Gradle 1.9 runs our build slower than 1.8

Our build runs slower on 1.9 than on 1.8.

Our build runs in the following gradle-reported times:

With the daemon, parallel: 1.8

4 mins 23.141 secs 1.9

4 mins 48.627 secs

Without the daemon, parallel (I can explain why some people don’t use the daemon elsewhere): 1.8

4 mins 26.399 secs 1.9

5 mins 7.767 secs

All runs were on Ubuntu 12.04, 4 core i7 2600 with 8 hyperthreads, 16 GB RAM.

A windows machine shows similar results: roughly 40 seconds longer in 1.9.

I couldn’t use bisection to find the commit that slowed things down because in the early RCs for 1.9, our build failed with a fatal error that was fixed in RC3 or RC4.

The only thing I observed that may be related to this is that in 1.8, only one process running org.gradle.process.internal.launcher.GradleWorkerMain was created, while in 1.9, 4 or 5 such processes were created.

If someone could suggest whether it’s possibly with a small patch to modify 1.9 to only create 1 process running org.gradle.process.internal.launcher.GradleWorkerMain, I’d gladly test it.

Thanks.

Do you use ‘tasks.withType(JavaCompile) { options.fork = true }’ or the like?

Re: options.fork: we use it but for Scala not java.

This is an update, where removing the forking in Scala decreases the gap in time on Linux (but possibly not on Windows: I’ll have to verify this).

Based on the data below, I suppose you can consider the remaining slowdown minor and ignorable.

Here’s the fragment of our Scala compilation that was forking. The lines that were forking are commented out with //##, and times follow.

[compileScala.scalaCompileOptions, compileTestScala.scalaCompileOptions]*.with {

// […unrelated lines omitted…]

// Scala compilation can be performed outside the Gradle JVM in a dedicated compiler process,

// which can help to deal with memory issues. External compilation is supported both for the

// Ant-based and the Zinc-based Scala compiler. ‘fork = true’ activates external compilation;

// ‘forkOptions’ allows adjusting the memory settings.

//## forkOptions.jvmArgs += ["-XX:MaxPermSize=512m", “-XX:+CMSClassUnloadingEnabled”]

//## forkOptions.memoryMaximumSize = project.get(“scala.memoryMaximumSize”)

//## fork = true }

I have several different execution configurations (e.g. heapsize etc.) not included, but here are the fastest times (same Linux 4 core 8 HT box), using a warm daemon:

Scala fork commented out:

1.8: 4:23, 3:59, 4:12, 3:57 1.9: 4:18, 4:21, 4:13, 4:24, 4:07

Original times with Scala forking:

1.8: 4:31 1.9: 4:47, 4:43

From this I conclude that Scala forking produces a slowdown in both builds, and without Scala forking the 1.8 build is around 4:07 +/- a few seconds, and the 1.9 build is around 4:18 +/- a few seconds.

If it’s simple to suggest what code patch would move back to one org.gradle.process.internal.launcher.GradleWorkerMain, I would like to test it.

Additional info:

Times with Scala fork disabled, running without daemon (some people run without the daemon for reasons I can explain):

1.8: 4:12, 4:16, 4:17 1.9: 4:54, 4:34, 4:31

I have located the gradle build configuration that causes 4 child processes to be launched. Changing this configuration to disable parallelism causes gradle to only launch one child process of each “org.<…>” type, identically between 1.8 and 1.9, and to complete in 6:28 for both 1.8 and 1.9.

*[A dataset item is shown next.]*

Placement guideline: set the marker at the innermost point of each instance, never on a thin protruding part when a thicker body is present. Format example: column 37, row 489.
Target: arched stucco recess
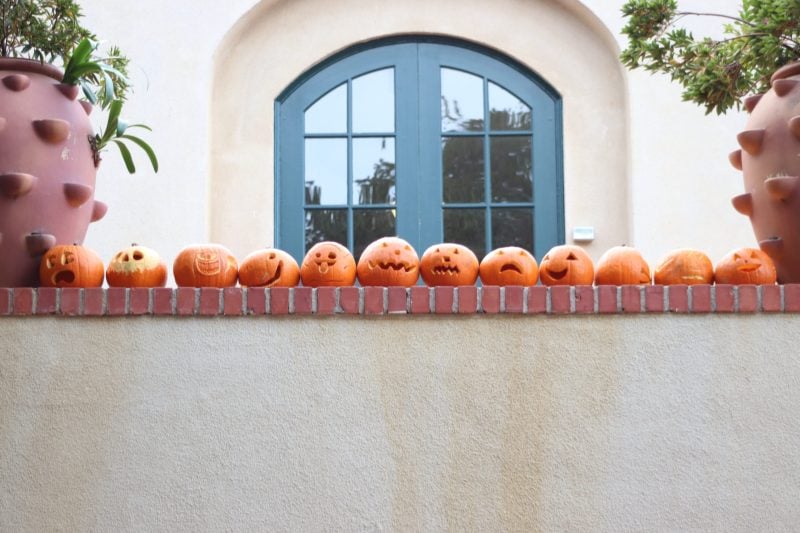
column 278, row 40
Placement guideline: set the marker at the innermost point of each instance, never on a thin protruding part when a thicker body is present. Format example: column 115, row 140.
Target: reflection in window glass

This difference was caused by 1.8 and 1.9 having different behavior for our non-default gradle build configuration.

After commenting out the lines shown below, 1.9 only launches one process of each type. (I’m including the files without their entire reference context, but this should suffice.)

gradle/java.gradle: tasks.withType(Test) {

useTestNG { //

parallel = “tests” //

threadCount = Runtime.runtime.availableProcessors() / 2

[…omitted…]

} }

gradle/java_base.gradle: tasks.withType(Test) { // maxParallelForks = Runtime.runtime.availableProcessors() / 2

[…omitted…] }


So for reference, the way to locate such issues using grep would be to search all Gradle build files for either “fork” or “parallel” (ignoring case).

At this point, we know why our build behaves as it does, and I doubt it’s worth addressing the fact that this behaves differently in 1.8 and 1.9, although it’s concerning that the change in 1.9 makes this run slower. We have enough information to optimize the parallelism parameters in our build.